Secure hosting for your data

IP filtering:
Axxerion protects system access through targeted IP filtering. Access can either be restricted to selected IP addresses (restriction) or automatically released to IP addresses from which authorized users successfully log in (approval).
This measure provides additional protection – even in case a password is lost or falls into the wrong hands.

Password management:
Passwords are fully protected in Axxerion and cannot be viewed by anyone – not even the system administrator.
Passwords have clear security requirements, such as a minimum length and other defined properties. After three failed login attempts, access is automatically blocked and temporarily denied.

Automatic logoff:
Axxerion has an automatic logout function. Users are automatically logged out after a set period of no activity –for example, after 20 or 30 minutes–.
This prevents unauthorized access, for example if the logout was accidentally forgotten.

SSL / HTTPS encryption:
Communication between your web browser and the Axxerion servers is encrypted using SSL and the HTTPS protocol with a 1024-bit encryption code.
This ensures a consistently secure data exchange between browser and server.

SFTP – Secure Data Transfer:
Secure FTP (SFTP) is available for exchanging data with your own server.
SFTP uses 1024-bit encryption and ensures that even sensitive and confidential information is transmitted securely.

Access logbook:
All accesses and logins are documented in a central logbook. The system administrator can always track which user was or is logged in to the system and at what time.
In addition, users receive information about their last access when they log in. This allows unauthorized access to be quickly detected and verified.

Groups and roles:
Users can be assigned to one or more groups, each of which is assigned defined default user rights.
The groups are structured hierarchically. Rights of parent groups can be automatically inherited by child groups.

Security at the object type level:
Clear default access rights can be set for each object type in the system.
For example, it can be ensured that users of the group „external users“ generally do not have access to information from the group „employees“.

Field-level security:
Each object in the system consists of several data fields. Access to each individual field can be defined separately for all user groups.
This way you retain full control over what information is visible or editable at all times.

Object-level security:
Access rights for an object type can be specifically overwritten at the level of individual objects.
Example: A user has general read permissions for documents, but cannot access a specific document – as an exception –.

Folder-based access:
If objects are placed in folders, they automatically assume the access rights of the respective folder.
If access rights are set to „None“, the folder is completely invisible to users.

Function-related access rights:
Access rights can be set for each individual function such as „Create“, „View“ or „Delete“.
If a function is not allowed, the corresponding button is hidden.
These rights can also be granted on a module-by-module and group-by-group basis.
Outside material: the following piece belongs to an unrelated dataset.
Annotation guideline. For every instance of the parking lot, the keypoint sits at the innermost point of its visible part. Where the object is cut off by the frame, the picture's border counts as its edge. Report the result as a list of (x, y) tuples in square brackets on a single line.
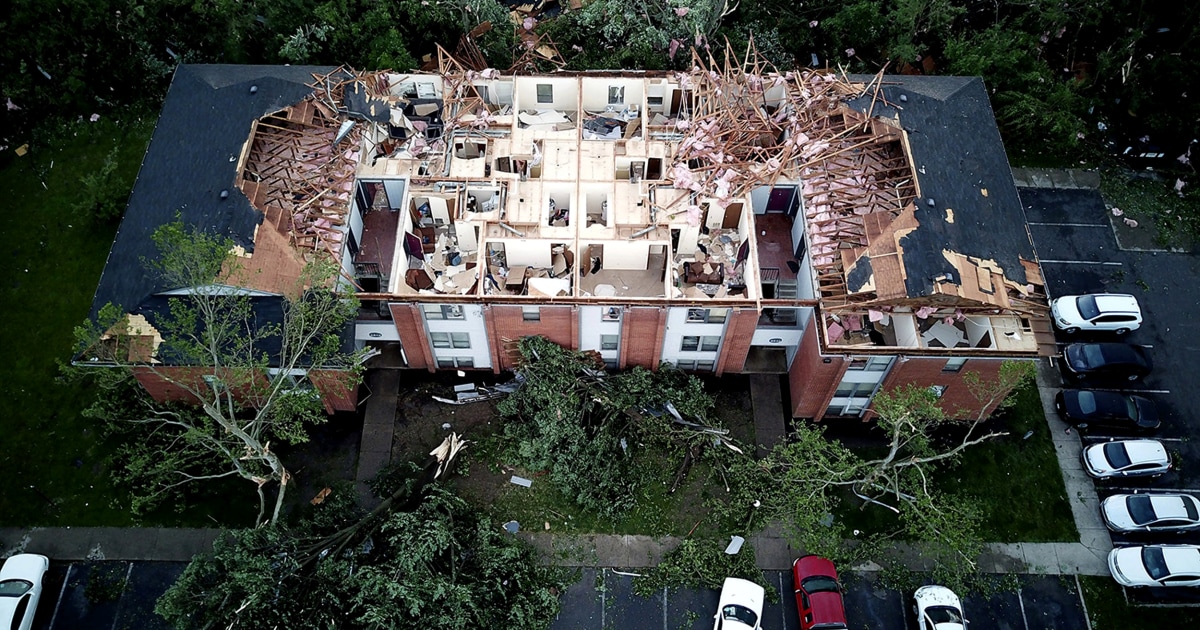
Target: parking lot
[(1079, 249), (604, 600)]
Workflow-dependent accesses:
Access rights can be linked to the status of a workflow.
For example, it can be specified that a document in status „Published“ cannot be changed or deleted.

Application-level security:
Certain access rules are controlled centrally in application management.
These are for data completeness and cannot be modified by users.
Example: If a document is checked out, no „Check-In“ button is available.

Encryption of the database:
Sensitive information such as passwords or salary amounts is stored directly in the database using 128-bit encryption (Blowfish Database Security System).
An additional seeding algorithm prevents identical values from being visible with the same encryption.

Hard disk redundancy:
The Axxerion servers work with a combination of RAID 1 and RAID 5 systems.
This allows hard drives to be replaced on the fly – without data loss and without interrupting the service.

Audit Trail:
A complete history is available for each object. You can see at any time who created or modified an object and when this happened.
Optionally, the Audit Trail can also be activated on a field-by-field basis, for example to track price changes or address adjustments.

Data export „On Demand“:
With Axxerion you can define individual reports at any time and export the data contained flexibly.
The output is a CSV file that can be easily imported into Microsoft Excel or any other system environment.

Planned data exports:
In addition to manual export, Axxerion also supports scheduled data storage.
Using defined schedules and filter criteria, data can be sent automatically to an FTP server or via email – without any manual effort.

Daily database backup:
Axxerion creates a complete copy of all data from the productive environment every day.
This backup is stored in a separate online backup environment and contains all information including all current statuses.

Monthly database backup:
In addition to the daily backup, a full backup of all data and programs is performed once a month.
This takes place on the first day of each new month and serves as long-term protection.

Separate backup environment & emergency operation:
Axxerion operates a fully functional backup data center that is geographically separated from the productive data center.
The operational data is transmitted and secured every night in encrypted form via Secure FTP.
To control data backup, you get your own access to the backup environment.
In the event of an emergency, this environment serves as an emergency platform and takes over operation in case the productive environment fails („Disaster Recovery“).